Martes, 18 Febrero 2020 02:26

Por noveno año consecutivo, un productor arregló por su cuenta un camino rural en mal estado

Por noveno año consecutivo, Martín Bava, productor agropecuario, tuvo que arreglar por su cuenta el camino principal de tierra que va desde la ruta nacional 188, entre las localidades de Junín y Rojas, al pueblo de Ascensión y que pasa a la vera de su campo.

El año pasado, durante un par de meses la Municipalidad de Junín decidió ayudarlo con el equipo, pero pasadas las elecciones, según le dijo a LA NACION, nadie más se acercó a ayudarlo.

"El año pasado, durante dos o tres meses vinieron a trabajar con la maquinaria municipal, pero ahora está todo igual de nuevo (por el estado del camino). La semana pasada salimos nosotros a arreglar para poder recoger la cosecha. Además, para tener un camino en condiciones para que circulen los autos y camionetas", afirmó Bava.

El campo de la familia Bava está en el cuartel octavo Agustín Roca, entre las localidades de Junín y Rojas. Con su padre Pedro reparan todos los años los 6 kilómetros de camino con ayuda de un vecino y de una niveladora de arrastre. "El arreglo de la ruta lo hace mi papá. Un trabajo bien terminado le toma más o menos 5 días. Se hace la cuneta, se levanta el camino y se tira tierra nueva arriba", explicó el productor.

La familia Bava produce todos los años alrededor de 1200 toneladas de trigo, 4000 toneladas de maíz y 3000 de soja. En su momento gastaron $100.000 para adquirir una niveladora de arrastre con el fin de reconstruir el camino para poder levantar la producción.

"Antes de adquirirla habíamos logrado cierto diálogo con los encargados (municipales) para mantener los caminos. Nos prestaron lo que se llama un rabasto y con eso se mantenía o, por lo menos, se tapaban los pozos", contó el productor.

Además, afirmó que no solo ellos utilizan el camino, sino también todos aquellos camiones, autos y camionetas que circulan hacia los puertos de Rosario. "Desde noviembre todo volvió a ser igual. Los arreglos fueron por el tema de las elecciones y hoy no se ven los trabajos como se vieron en ese tiempo corto", confirmó.

El intendente de Junín, Pablo Petrecca, le dijo a LA NACION que "nadie sacó la maquinaria de ningún lado" y que "la ruta 188 nada tiene que ver con el municipio" y que esta va a pasar directamente a manos del Estado nacional, por disposición del presidente Alberto Fernández. "Junín tiene 1400 kilómetros de caminos reales y durante la gestión anterior pedí que se reparen y se gestionen los caminos", agregó el funcionario.

También hizo hincapié en que el 70% de la recaudación va a la red vial (mantenimiento, reconstrucción y ensanchamiento) y que todo el año hay veedores que se encargan de los caminos. Se comprometió a mandar a alguien al lugar para saber de qué forma pueden ayudar a los vecinos.

"Me comprometo a ver qué pasa en ese sector. Está claro que no corresponde a que el vecino tenga que recurrir a un gasto extra para para poner en condiciones el camino, siendo que para eso paga la tasa municipal", dijo el intendente.

"Todos los productores que tienen campos por la zona usan esa ruta. Por esos caminos pasa la producción de la mayoría de los que tienen campos en un radio de 15 kilómetros, aproximadamente", agregó Bava. Para levantar el camino, la familia Bava necesita 50 litros de gasoil por kilómetro y para repasar, después de una lluvia debe necesitar 25 litros que son costeados con otro productor.
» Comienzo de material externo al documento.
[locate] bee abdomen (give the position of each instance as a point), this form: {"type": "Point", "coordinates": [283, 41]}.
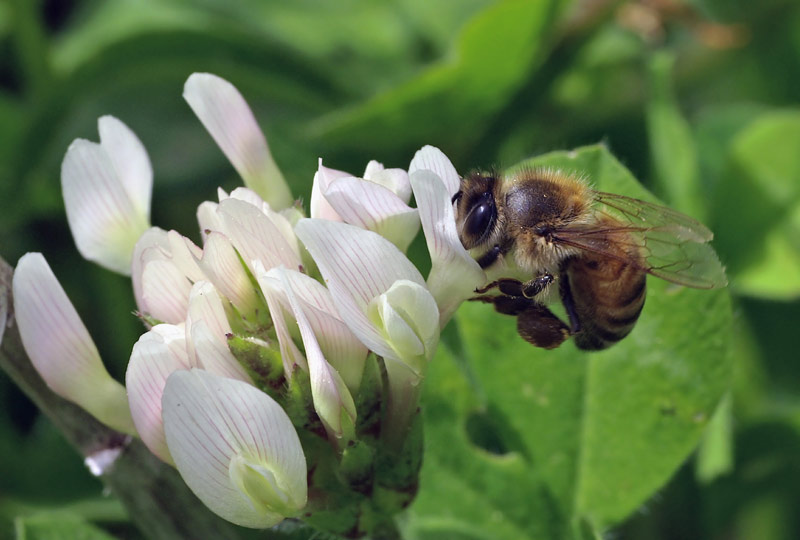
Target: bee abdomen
{"type": "Point", "coordinates": [608, 298]}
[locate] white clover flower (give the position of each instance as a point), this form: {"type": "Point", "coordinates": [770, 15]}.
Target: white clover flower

Según un informe de la Confederación de Asociaciones Rurales de Buenos Aires y La Pampa (Carbap), en Buenos Aires más del 70% de los caminos rurales de la provincia, que representan 70.000 kilómetros sobre más de 120.000 kilómetros de caminos rurales, se encuentran en condiciones regulares o malas.
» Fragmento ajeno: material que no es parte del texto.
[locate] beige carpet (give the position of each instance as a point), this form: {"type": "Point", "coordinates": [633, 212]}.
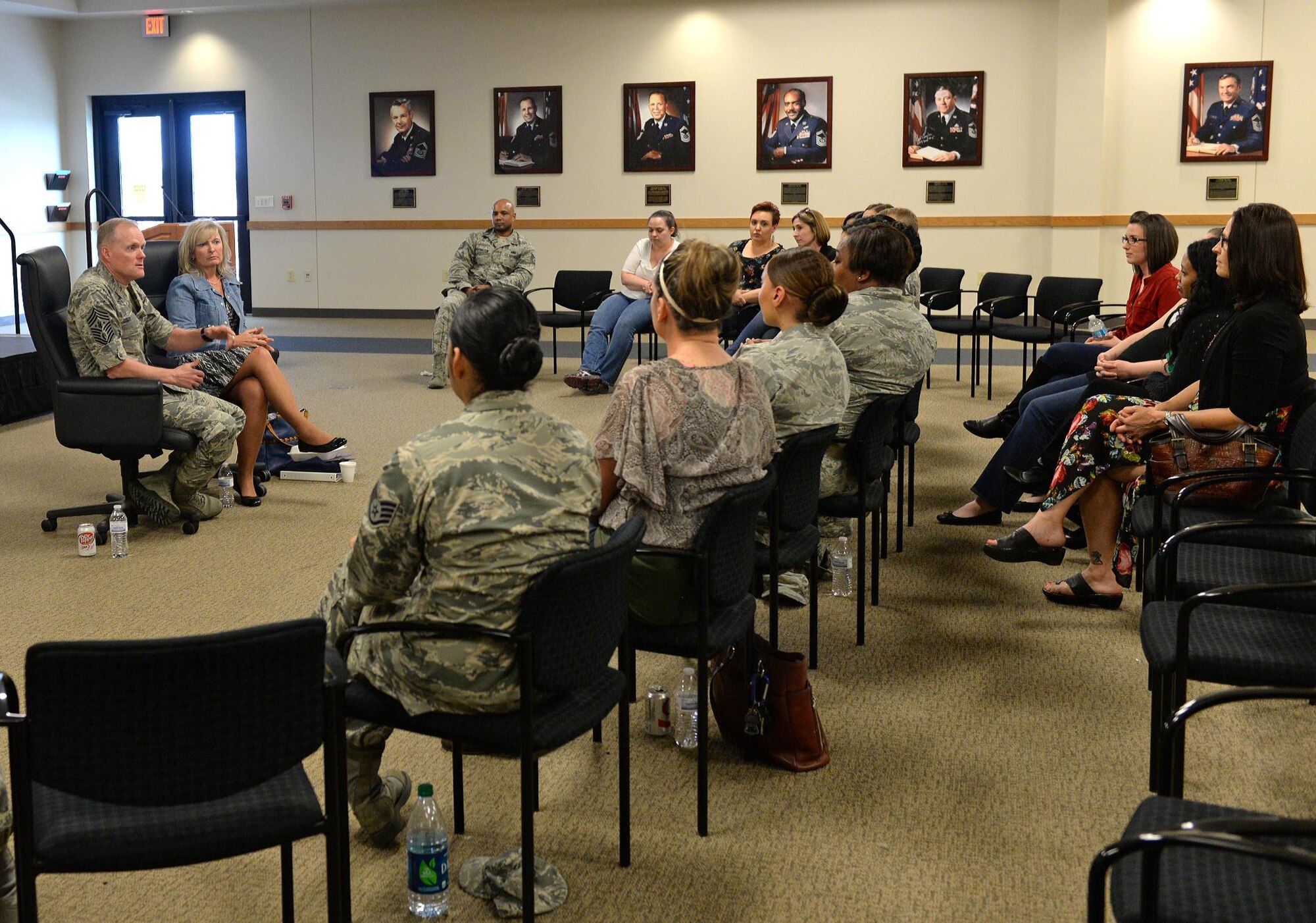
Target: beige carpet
{"type": "Point", "coordinates": [985, 743]}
De acuerdo a Carbap, el año pasado el 52% de los caminos se encontraban en una condición regular, 19% mala, 27% buena y 2% muy buena.

En la provincia, el financiamiento total para caminos rurales al año pasado era de casi 7095 millones de pesos. De eso, 4873,7 millones de pesos por las tasas viales que cobran los intendentes; $1250 millones fueron de la ley 13.010, por lo cual un 12% de lo recaudado por el impuesto Inmobiliario Rural debe ir a los municipios para caminos rurales y $970,8 millones por "guías y señales", un ítem que en su momento también nació con el fin de atender a los caminos, pero se desvirtuó y en los municipios se usa para otra cosa.